Le Japon envisage l’extradition d’Américains dans l’affaire Carlos Ghosn


Des responsables japonais veulent extrader deux Américains accusés d’avoir aidé l’ancien PDG de Nissan, Carlos Ghosn, à s’échapper dramatiquement de Tokyo.

Le Japon s’apprête à demander officiellement l’extradition de l’ancien béret vert Michael Taylor, 59 ans, et de son fils, Peter Taylor, selon des informations. Les autorités américaines ont arrêté le couple à la demande du Japon mercredi.

“Nous faisons des préparatifs, notamment en travaillant à coopérer en vue d’une extradition rapide”, a déclaré jeudi à la presse Yoshihide Suga, le chef du cabinet japonais.
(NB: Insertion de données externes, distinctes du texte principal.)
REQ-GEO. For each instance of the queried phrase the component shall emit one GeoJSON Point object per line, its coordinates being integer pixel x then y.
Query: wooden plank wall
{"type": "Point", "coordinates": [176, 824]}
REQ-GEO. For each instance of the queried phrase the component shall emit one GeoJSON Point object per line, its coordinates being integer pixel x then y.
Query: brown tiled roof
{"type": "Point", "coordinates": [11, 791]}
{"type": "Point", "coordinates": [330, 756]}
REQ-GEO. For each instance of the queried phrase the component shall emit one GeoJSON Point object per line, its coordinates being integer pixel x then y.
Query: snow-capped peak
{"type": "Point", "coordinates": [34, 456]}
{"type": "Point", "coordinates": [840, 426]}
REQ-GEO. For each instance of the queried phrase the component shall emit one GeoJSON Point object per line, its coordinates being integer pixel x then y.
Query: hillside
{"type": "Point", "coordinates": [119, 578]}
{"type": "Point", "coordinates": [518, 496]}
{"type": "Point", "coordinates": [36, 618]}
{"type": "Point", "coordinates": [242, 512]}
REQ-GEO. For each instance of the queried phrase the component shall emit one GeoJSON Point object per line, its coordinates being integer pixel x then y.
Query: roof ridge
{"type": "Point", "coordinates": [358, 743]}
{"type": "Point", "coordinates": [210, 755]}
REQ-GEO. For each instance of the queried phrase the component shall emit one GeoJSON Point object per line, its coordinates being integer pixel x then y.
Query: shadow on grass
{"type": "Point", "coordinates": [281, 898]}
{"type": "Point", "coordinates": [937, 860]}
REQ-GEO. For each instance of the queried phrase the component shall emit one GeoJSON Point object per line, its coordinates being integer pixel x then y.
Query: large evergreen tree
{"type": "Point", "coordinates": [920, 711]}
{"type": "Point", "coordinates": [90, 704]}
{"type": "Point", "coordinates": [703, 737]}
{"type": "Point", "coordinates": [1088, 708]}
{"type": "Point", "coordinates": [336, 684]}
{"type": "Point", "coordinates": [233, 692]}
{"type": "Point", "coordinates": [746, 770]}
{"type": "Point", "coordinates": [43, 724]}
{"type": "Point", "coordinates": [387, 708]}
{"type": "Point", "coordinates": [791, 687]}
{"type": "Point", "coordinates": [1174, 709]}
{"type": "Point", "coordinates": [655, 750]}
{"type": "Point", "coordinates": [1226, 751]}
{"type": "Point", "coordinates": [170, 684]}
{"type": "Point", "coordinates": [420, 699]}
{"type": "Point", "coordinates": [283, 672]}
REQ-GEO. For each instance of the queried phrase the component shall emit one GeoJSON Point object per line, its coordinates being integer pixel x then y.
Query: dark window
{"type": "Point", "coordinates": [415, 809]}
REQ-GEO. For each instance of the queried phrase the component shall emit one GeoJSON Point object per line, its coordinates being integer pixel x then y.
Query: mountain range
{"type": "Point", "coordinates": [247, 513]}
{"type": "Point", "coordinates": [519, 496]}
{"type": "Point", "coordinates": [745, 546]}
Le Japon a 45 jours pour préparer les documents d’extradition, selon les archives judiciaires américaines.

Le duo père-fils est accusé d’avoir aidé à exécuter un complot élaboré pour transporter Ghosn de Tokyo à Beyrouth alors qu’il était en liberté sous caution en attendant son procès pour des délits financiers.
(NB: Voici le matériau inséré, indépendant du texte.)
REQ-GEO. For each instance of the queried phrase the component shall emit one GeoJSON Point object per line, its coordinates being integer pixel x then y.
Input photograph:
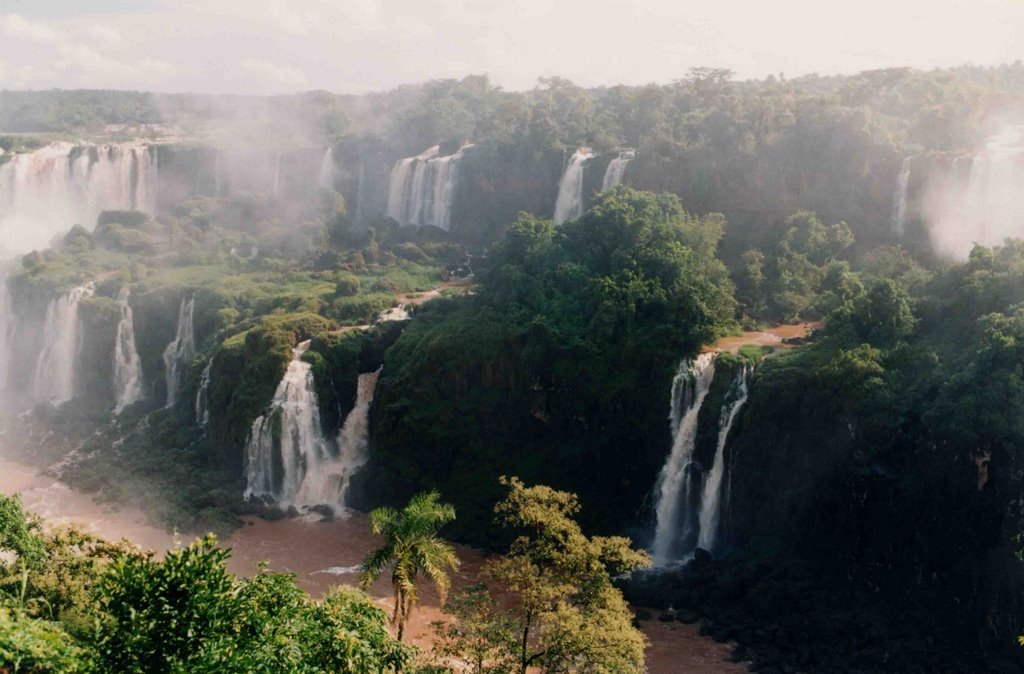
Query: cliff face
{"type": "Point", "coordinates": [498, 180]}
{"type": "Point", "coordinates": [914, 518]}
L’ancien honcho automobile, 66 ans, aurait fait partie du voyage dans une boîte noire d’équipement audio. Il se cache depuis la fin du mois de décembre au Liban, disant avoir fui «la persécution».

Les autorités japonaises communiquent étroitement avec les États-Unis après les arrestations des Taylors, a déclaré à Reuters une source du gouvernement japonais. Les autorités ont attrapé Peter Taylor, 27 ans, le même jour qu’il prévoyait de voler de Boston à Beyrouth, selon des documents judiciaires.

Carlos Ghosn
Carlos GhosnAP

Un avocat des Taylors, Paul Kelly, n’a pas immédiatement répondu à une demande de commentaires jeudi matin. Mais il a déclaré au South China Morning Post qu’il prévoyait de lutter contre une demande d’extradition.

“Michael Taylor est un vétéran et un patriote distingué, et tous les deux et lui et son fils méritent une audition complète et équitable concernant ces questions, tant devant les tribunaux que devant l’exécutif”, a déclaré Kelly au journal.

Les Taylors ont comparu devant un juge fédéral par visioconférence mercredi après-midi. Les procureurs fédéraux veulent qu’ils soient emprisonnés pendant leur extradition, affirmant qu’ils ont «une aptitude à élaborer des plans d’évasion à grande échelle».